True, shifting towards safety and stability feels bad because you are mourning the simplicity of childhood where your interests roamed free. And one doesn't have to stoically take a "we all have to grow up eventually" attitude to console themselves if we reframe the choice. I chose my new direction to bankroll my adventure as a father. Taking a job with paternity leave to fully savour that windfall, my choices have already afforded me much, experientially as well as compensation. It would be obnoxious to complain about a win-win scenario, just because its not a triple win.
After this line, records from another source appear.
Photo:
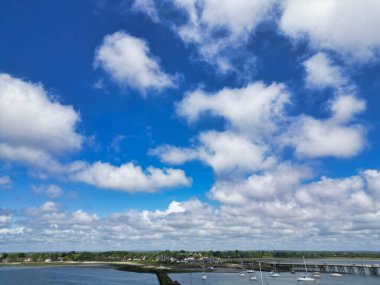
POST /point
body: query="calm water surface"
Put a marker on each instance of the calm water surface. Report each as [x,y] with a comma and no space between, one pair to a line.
[284,279]
[72,275]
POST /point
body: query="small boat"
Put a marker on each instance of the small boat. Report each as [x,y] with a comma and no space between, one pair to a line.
[204,276]
[274,273]
[316,275]
[336,274]
[261,275]
[293,271]
[306,276]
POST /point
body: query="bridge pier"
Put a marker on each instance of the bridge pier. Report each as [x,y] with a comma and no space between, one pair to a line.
[341,269]
[351,270]
[361,270]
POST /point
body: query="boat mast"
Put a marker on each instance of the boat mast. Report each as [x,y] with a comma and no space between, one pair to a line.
[305,264]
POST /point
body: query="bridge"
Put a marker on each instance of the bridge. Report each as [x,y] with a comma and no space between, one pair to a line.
[323,267]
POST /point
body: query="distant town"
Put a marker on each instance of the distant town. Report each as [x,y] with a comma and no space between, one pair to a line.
[175,257]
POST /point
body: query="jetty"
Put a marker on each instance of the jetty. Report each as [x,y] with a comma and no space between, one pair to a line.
[326,267]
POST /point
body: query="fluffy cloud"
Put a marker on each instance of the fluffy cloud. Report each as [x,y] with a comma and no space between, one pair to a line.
[335,136]
[317,138]
[321,73]
[222,151]
[255,109]
[346,27]
[335,211]
[129,177]
[129,61]
[34,127]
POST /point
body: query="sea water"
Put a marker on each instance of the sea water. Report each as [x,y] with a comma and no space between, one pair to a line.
[68,275]
[284,279]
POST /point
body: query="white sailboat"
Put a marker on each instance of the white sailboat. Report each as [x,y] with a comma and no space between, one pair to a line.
[305,277]
[261,275]
[274,273]
[204,276]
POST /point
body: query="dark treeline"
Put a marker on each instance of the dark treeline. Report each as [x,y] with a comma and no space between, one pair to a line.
[175,256]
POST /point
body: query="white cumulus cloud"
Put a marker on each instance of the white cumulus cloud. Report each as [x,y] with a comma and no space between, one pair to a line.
[346,27]
[129,177]
[129,62]
[255,109]
[34,127]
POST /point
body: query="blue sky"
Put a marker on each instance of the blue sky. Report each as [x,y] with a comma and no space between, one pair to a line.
[194,124]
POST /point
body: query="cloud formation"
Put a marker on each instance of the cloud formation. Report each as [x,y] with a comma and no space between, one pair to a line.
[129,177]
[345,27]
[129,62]
[35,127]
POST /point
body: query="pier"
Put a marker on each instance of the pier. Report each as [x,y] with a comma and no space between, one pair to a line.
[323,267]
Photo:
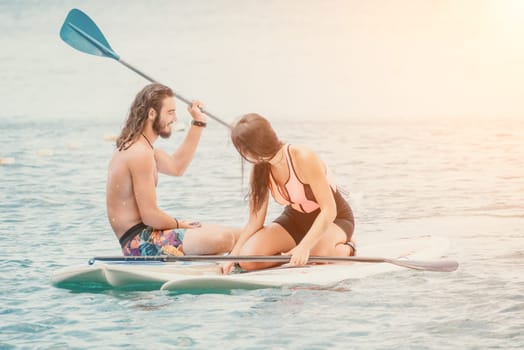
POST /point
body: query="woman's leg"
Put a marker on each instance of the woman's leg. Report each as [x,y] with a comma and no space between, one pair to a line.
[332,243]
[270,240]
[210,239]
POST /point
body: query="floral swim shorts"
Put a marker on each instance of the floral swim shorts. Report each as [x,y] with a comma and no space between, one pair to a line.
[142,240]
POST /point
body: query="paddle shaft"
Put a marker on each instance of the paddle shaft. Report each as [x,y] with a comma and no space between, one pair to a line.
[437,265]
[177,95]
[87,29]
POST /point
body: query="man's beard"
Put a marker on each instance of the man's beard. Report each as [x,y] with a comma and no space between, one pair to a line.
[159,128]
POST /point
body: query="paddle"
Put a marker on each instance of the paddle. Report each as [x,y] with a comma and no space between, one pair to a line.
[80,32]
[436,265]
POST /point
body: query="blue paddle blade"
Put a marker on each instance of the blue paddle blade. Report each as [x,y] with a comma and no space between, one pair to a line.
[80,32]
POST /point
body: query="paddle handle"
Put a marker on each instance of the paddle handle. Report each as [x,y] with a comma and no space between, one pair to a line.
[177,95]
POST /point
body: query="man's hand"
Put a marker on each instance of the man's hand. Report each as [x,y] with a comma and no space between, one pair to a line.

This choicefulness is the real conclusion for me and it's meaning for me is a type of arrival. It represents the culmination of a decade of trading up and hustling, but also, it must be said, some innate luck. Sitting in Dolores Park one evening after work, looking at the skyline, I asked fvntr , "what is it when you can choose between two career directions?" His quip reasonated when he replied, "it's privilege." I'm especially lucky as computer scientist living in California, growing up middle class, natively english speaking, and clearly white and male privileged. As well as those classics, there are less well-known forms too. Chatting last week with my friend Roche who was recently promoted to Engineering Manager at Uber, I told her I was bit jealous that she managed to have the patience to attain 5 years of seniority. Her reply was just as illuminating, that as bootcamp entrant she was compensating for a lack of math or CS degree with loyalty. The crendentialing is yet another booster I don't think about often. Those two achievements for me are now ambient, but represent 10 years of identity-boosted effort. On top of the long nights and weekends, I carry around my 2x opportunity multiplier everywhere I go. I've taken it for granted, and it's taken me far.
Let us appreciate the programmers' authenticity-security career-curve, it's a form of maturity, earned and unearned that afford choice in life.